Over the next year, Matthew continued to make his work, selling successfully through a number of galleries, including the Contemporary Ceramics Centre and Contemporary Applied Arts. In addition, he enjoyed the wider benefits of having a studio at Cockpit Arts, especially the twice-yearly Open Studio events. “Open Studios have been very good for me,” he confirms. “I’ve met some really interesting people and it’s introduced my work to a new audience.”

By Christmas 2016, however, Matthew had started to feel that he needed a new challenge. “I enjoyed making my work but I felt it had become too product led,” he explains. “I was no longer fulfilled creatively.” Part of the issue was with the material he was using. Matthew does not use moulds in his work and it was proving increasingly difficult to produce such a large volume of hand thrown tableware in porcelain, which is a notoriously temperamental material. “I was working seven days a week and losing a lot of my work to cracking and problems with the heat, which was incredibly frustrating,” he explains.
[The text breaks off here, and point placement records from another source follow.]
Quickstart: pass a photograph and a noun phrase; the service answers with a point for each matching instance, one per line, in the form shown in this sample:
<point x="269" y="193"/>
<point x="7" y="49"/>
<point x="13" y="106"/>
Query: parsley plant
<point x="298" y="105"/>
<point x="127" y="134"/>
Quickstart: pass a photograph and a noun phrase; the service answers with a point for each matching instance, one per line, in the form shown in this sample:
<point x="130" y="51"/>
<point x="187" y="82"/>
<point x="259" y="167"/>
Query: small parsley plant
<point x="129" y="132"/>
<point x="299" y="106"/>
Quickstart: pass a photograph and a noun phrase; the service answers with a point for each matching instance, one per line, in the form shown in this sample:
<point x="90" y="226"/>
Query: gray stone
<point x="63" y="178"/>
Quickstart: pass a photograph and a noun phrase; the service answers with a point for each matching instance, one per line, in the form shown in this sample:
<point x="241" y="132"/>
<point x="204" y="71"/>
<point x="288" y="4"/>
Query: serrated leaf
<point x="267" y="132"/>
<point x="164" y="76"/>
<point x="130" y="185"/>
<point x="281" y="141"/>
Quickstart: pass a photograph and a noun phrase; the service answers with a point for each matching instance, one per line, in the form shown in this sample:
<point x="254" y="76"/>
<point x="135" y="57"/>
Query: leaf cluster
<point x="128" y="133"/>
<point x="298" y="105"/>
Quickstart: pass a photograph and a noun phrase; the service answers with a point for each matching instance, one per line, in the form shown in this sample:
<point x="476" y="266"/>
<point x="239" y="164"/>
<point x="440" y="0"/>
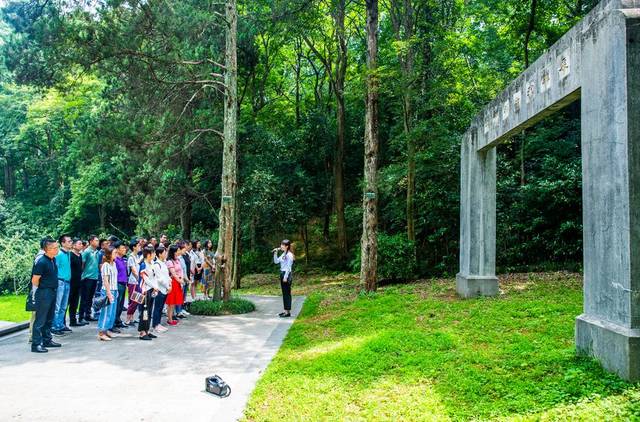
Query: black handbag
<point x="30" y="306"/>
<point x="100" y="302"/>
<point x="215" y="385"/>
Matthew had been experimenting with a new body of work for some years, but couldn’t afford to dedicate the time and materials necessary to fully develop his ideas. With Madeleine’s help, he successfully applied for the Jill Humphrey Springboard Prize, an award open to Cockpit Arts studio holders and aimed at helping fledgling businesses develop new projects.

This injection of funds came at a crucial time for Matthew’s business. “Suddenly that extra £1,000 gave me the impetus I needed to drop everything – materials, forms, glaze – and start again. I was able to buy proper stoneware clay, which has allowed me to make much more complex pieces. Some of the new vases have three or four joints in the handle alone, which would just not be possible to hand make in porcelain.”

Matthew says that Madeleine Furness and Cockpit Arts have proved invaluable in helping him to refocus his business into this high-end, gallery market. “The team is very knowledgeable about the craft sector,” he says. “I’ve talked through ideas with them about how I get away from product manufacturing.”

Although the new work has been slower to develop than he had initially anticipated, it is already attracting high-profile clients. “I have sold some of my pieces to some very interesting gallerists,” he confirms.

Matthew says that 2017 has been all about trying out new ideas and pushing his business forward in a new direction. 2018 will be about launching this new body of work – and it kicks off in spectacular fashion with a solo show in February at Contemporary Applied Arts. “This new body of work is creatively really stimulating for me. It lends itself to a different, more specialist market,” he explains. “I’m hoping it will reposition me. I want to be known as someone who is doing something a little bit different in the world of studio pottery.”